Sunday, December 21, 2008

Running to stand still

Liham ng kumadre sa marive_94061@yahoo.com:
AM just now learning the concept of kronos compared to the staid and definitive linear time even as my culture memory is steeped in it. Asian--particularly, the Filipino-- sensibility flows on circular movement of time where the point of a start or of an end is never acutely discernible. It is a blessing and a curse. Therein lies your child-like grip to a firmly-grounded present as well as Nietzsche’s concept of eternal return. He was sensible enough to glance at the world as if time was gone in order to understand such cycle. Must have been a challenge had you faced each other in a time continuum that brought you holding and accepting kismet and fate as cursives to a present we HAVE to believe in; even, as he looked how crooked things can look straight when knowing that the world is spinning between here and no longer.

You know, I will go back to our lessons in aikido to expound on my evolving meditative awareness. It is completely different from the one I learned in my profession and as different as the writer's muse whispering ear-worms. I am now in beginner's level 2. My body is responding voluntarily and easily to daily pilatesian and yogic summons and it is good. My boy-mentor just reached his 7th hundred-years, it seems, last week and he challenges me still by his ability to stand or sit in stillness when he should be driving everyone crazy. Can they really be so young and yet so old? I am now learning to stand still and listen to decibels beyond the hearing of the ordinary listeners. Yes, I know how it feels to be looked at like an alien or a crazed being just because I am developing new modes of communicating and understanding. Wala akong pakialam. Why, that feels good, saying that.

Another part of the course is walking. A course in walking? Yes, barefoot. With thin cardboard slippers. In Nike walk-abouts. In Goretex hikers. On pebble. On sand. On cement. On wood. On green, green grass. On hot. On cold. On ice. In water. Against sand. In a minute. In five. In an hour.

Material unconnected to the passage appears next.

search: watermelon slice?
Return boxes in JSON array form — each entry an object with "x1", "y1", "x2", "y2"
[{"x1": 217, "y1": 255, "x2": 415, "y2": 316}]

For hours on a pair of shoes the sensei will choose-- that will be my final exam for this course. (Btw, I did so well in the falling exam, I won a bamboo sword. How about that? But between us, I felt like a thief getting one while the little ones clapped on.) I look forward towards the torment and joyous enlightenment my sensei promises. In this course, the feet rules. The world rests on it and perceptions of the experience defines how a student will finish the complete beginner's level.

Hilam ng kumpadre sa tagakataga@yahoo.com:
ASTIG talaga ‘yung batang binanggit mo—it takes mental mettle to rein the body to a stillness of sorts… well, life’s a whirl… even a snail’s shell configures a swirl of winds hurling out even shadows on its path.

Remember Ray Bradbury’s “A Sound of Thunder”— at a point in a time continuum, a wee butterfly was crushed underfoot… And so much was lost, generations of greens that could have fed multitudes and sprung forth civilizations, gone in a careless… senseless… insensate step…

Taking steps can be so sublime. I can’t let you in on how walking the walk is done. Can’t share my sturdy nimble legs… and they tell me I’ve been investing lots of time, exertions, and insertions between some damsels’ legs… mwa-ha-ha-ha-haw!

Martial elders have it, it takes around 30 years to absorb the spirit of the108 movements in taikiken… and the learner has to gain mastery over those moves before moving on to walking meditation… aikido is moving meditation, poetry in motion… malupit talaga ano? And all it boils down to is nurturing that all-aware feeling of being at home in one’s body—beyond the confines of kinesiology, anthropometrics, milieu, time or terrain…

“Time won’t leave me as I am, but time won’t take out the child in this man,” so ululated U2’s Bono in allusion to Jesus Christ’s counsel to worldly-wise savant Joseph of Arimathea, “Unless you become a child again, you will not enter the kingdom of God.”

Christmas is for kids like Musa and the kid in you and me— no kidding.